Independente disto, está estabelecido, começando com Kahneman & Tversky
(1979), que, em muitas situações, a distribuição de preferências efetivamente
observada se desvia da aplicação racional das informações e modelos teóricos de
que o tomador de decisão dispõe. A quantificação desses desvios, catalogados de
forma sistemática em McFadden (1999), vem sendo desenvolvida nas últimas
décadas. Seguimos aqui a idéia de Gomes & Lima (1992) de derivar a forma
funcional que melhor espelhe as distorções objetivamente encontradas.
No caso das corridas, no frêmito do fechamento das apostas é possível que
fatores emocionais desviem na mesma direção o comportamento dos apostadores do
objetivo de beneficiar-se das possíveis distorções na relação de custo/
benefício de cada aposta. Dentre estes fatores, destacam-se, de um lado, a
conveniência de fundamentar a escolha em uma comparação simples e, de outro, a
insegurança inerente ao resultado de qualquer procedimento racional de escolha,
dados os fatores que é sempre preciso deixar fora do modelo racional de
análise, por melhor que seja. A conjugação destes dois princípios levaria a
concentrar as apostas nas opções de maior probabilidade e a calcular a chance
das outras opções comparativamente em relação a essas. Além disso, motivações
puramente emocionais, discutidas por Ali (1977) e Thaler & Ziemba (1997),
atuariam no sentido de elevar a proporção das apostas nas opções muito pouco
prováveis.
Substituindo ordenações iniciais de preferência pelas probabilidades de cada
opção ser a preferida, obedecemos aos dois princípios acima explicitados, de
simplificação e de incerteza, e produzimos, também, aproximação entre as
preferências pelas opções menos viáveis. Esta substituição é aqui aplicada a
dois fatores: a preferência derivada do desempenho passado dos competidores,
fornecida pelo handicappeur oficial do hipódromo ao elaborar o programa dos
grandes prêmios, antes da assinatura dos compromissos de montaria pelos
jóqueis, e a preferência exercida pelos jóqueis.

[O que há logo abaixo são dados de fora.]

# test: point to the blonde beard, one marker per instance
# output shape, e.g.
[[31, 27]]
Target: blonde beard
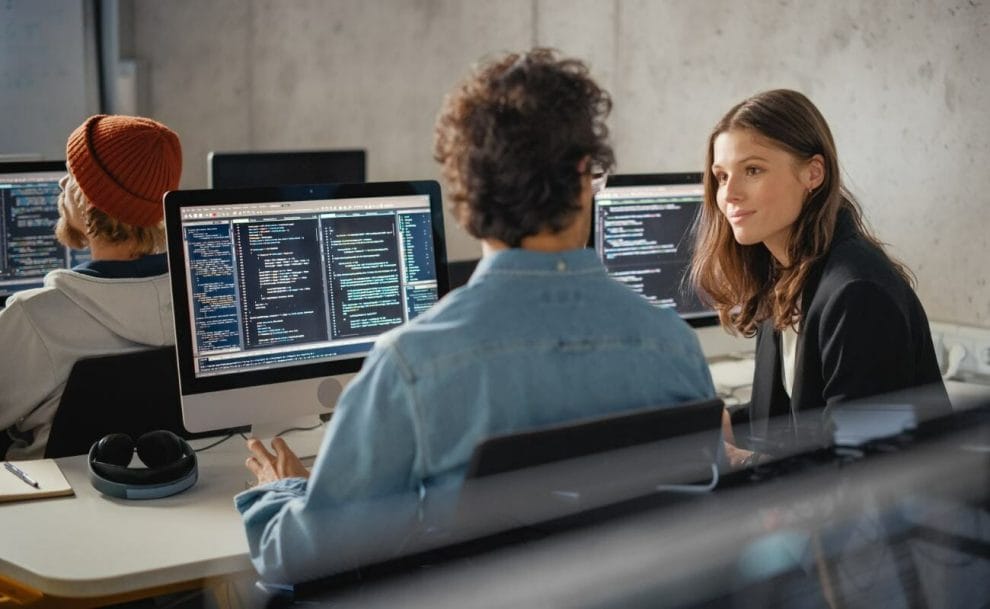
[[67, 234]]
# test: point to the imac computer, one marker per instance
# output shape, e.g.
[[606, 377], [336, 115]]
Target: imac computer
[[642, 231], [279, 293], [28, 213], [259, 169]]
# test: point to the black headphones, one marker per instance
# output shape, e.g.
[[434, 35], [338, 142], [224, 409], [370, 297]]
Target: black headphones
[[171, 465]]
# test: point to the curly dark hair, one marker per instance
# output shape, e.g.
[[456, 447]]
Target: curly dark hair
[[510, 139]]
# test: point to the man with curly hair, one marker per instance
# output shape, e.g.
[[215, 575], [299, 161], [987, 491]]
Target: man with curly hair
[[540, 334]]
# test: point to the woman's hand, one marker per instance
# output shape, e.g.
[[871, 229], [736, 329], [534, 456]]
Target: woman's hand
[[270, 467], [739, 458]]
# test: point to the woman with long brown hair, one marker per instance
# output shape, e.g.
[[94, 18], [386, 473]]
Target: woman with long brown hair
[[783, 253]]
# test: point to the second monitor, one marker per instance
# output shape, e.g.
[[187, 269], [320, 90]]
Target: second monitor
[[285, 168], [642, 231]]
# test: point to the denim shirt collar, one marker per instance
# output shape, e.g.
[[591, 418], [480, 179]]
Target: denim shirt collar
[[517, 261]]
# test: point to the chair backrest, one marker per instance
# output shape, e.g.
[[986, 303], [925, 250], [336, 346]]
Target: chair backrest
[[586, 437], [538, 475], [129, 393]]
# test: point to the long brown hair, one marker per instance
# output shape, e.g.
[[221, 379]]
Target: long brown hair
[[744, 283]]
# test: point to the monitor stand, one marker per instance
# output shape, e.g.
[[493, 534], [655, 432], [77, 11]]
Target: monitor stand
[[327, 394]]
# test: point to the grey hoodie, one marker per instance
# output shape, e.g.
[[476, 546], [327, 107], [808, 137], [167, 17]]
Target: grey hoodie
[[44, 331]]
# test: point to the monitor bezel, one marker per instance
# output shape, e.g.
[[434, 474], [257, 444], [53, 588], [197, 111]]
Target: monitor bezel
[[175, 201], [215, 157], [8, 167], [657, 179]]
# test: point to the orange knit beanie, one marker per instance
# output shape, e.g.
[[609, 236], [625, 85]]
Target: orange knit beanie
[[124, 165]]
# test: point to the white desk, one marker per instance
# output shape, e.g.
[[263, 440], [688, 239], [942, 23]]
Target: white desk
[[91, 545]]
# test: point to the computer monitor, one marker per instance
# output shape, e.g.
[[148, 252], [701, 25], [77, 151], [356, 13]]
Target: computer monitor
[[259, 169], [28, 213], [278, 293], [642, 231]]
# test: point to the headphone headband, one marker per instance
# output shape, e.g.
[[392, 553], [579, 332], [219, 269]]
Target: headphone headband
[[151, 482]]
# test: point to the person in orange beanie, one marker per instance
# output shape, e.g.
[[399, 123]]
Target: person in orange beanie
[[119, 168]]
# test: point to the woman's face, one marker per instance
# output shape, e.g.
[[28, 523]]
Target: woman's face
[[761, 188]]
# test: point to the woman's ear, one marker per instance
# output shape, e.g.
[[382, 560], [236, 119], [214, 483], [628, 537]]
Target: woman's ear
[[815, 172]]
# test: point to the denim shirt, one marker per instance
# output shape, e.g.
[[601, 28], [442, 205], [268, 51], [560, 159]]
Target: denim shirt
[[533, 339]]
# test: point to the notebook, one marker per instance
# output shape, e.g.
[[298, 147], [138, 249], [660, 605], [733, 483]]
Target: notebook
[[51, 481]]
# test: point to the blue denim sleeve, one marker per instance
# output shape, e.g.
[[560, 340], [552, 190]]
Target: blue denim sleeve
[[361, 500]]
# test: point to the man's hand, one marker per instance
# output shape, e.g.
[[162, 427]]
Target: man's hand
[[268, 467]]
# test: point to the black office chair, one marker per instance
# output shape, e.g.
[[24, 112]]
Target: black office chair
[[129, 393], [535, 476]]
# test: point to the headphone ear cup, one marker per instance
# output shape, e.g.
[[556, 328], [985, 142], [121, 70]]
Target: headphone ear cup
[[115, 449], [159, 448]]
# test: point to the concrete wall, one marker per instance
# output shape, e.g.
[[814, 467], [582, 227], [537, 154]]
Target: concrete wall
[[903, 83]]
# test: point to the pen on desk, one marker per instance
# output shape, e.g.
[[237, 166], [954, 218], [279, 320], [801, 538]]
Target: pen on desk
[[20, 474]]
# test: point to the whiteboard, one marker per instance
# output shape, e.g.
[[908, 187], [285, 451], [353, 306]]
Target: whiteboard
[[49, 78]]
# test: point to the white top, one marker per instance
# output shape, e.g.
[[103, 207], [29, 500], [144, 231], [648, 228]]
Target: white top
[[44, 331], [788, 349]]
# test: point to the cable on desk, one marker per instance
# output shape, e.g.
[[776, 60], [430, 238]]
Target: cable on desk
[[217, 443]]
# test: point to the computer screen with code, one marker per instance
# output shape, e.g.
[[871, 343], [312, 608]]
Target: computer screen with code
[[642, 232], [28, 214], [279, 293], [280, 283]]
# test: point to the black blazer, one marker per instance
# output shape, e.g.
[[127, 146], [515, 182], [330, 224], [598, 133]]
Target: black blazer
[[863, 332]]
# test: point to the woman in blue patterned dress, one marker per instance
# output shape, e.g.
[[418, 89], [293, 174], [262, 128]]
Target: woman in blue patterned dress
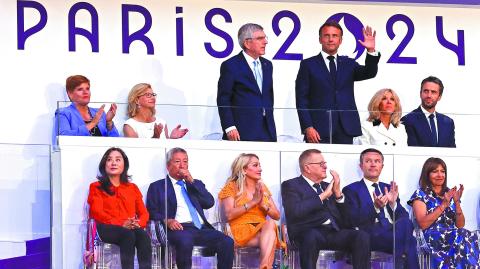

Tem sido observada, também, em diferentes situações, uma maior distância entre
as opções com maior probabilidade de sucesso, conduzindo a uma distribuição de
probabilidades aproximadamente exponencial. Um levantamento de situações dessa
natureza é apresentado por Lootsma (1993). Como a distribuição de preferências
baseada nas probabilidades de cada opção ser a preferida tem uma forma próxima
da exponencial, se conseguirmos, através dela, explicar a formação de
preferências, estaremos trazendo mais um elemento de convicção favorável à
aproximação exponencial.
Começamos a construção dessa distribuição ordenando as opções segundo um
critério dado. A seguir, interpretamos o posto de cada opção como valor
observado e estimativa do valor esperado de uma medida de preferência
aleatória. Da distribuição conjunta destes postos aleatórios, construída
utilizando hipóteses simplificadoras quanto à forma da distribuição do posto
observado e de independência e idêntica dispersão, derivamos a probabilidade de
cada opção ser a preferida. Pode-se aplicar este algoritmo à atribuição de
probabilidades segundo cada um dos fatores isoladamente ou a preferências
agregadas geradas combinando os fatores iniciais.
A questão de como combinar os fatores, o princípio da simplificação permite
responder através da reformulação da avaliação das opções, comparando-as com
aquela em maior evidência, que, no caso, é a vitória do animal favorito do
handicappeur oficial do hipódromo. Assim, a redução de dimensionalidade é
aplicada projetando todos os vetores de preferências de ordem 2, preferência do
handicappeur e preferência dos jóqueis, na mesma direção, determinada pelo
vetor correspondente ao animal preferido pelo handicappeur.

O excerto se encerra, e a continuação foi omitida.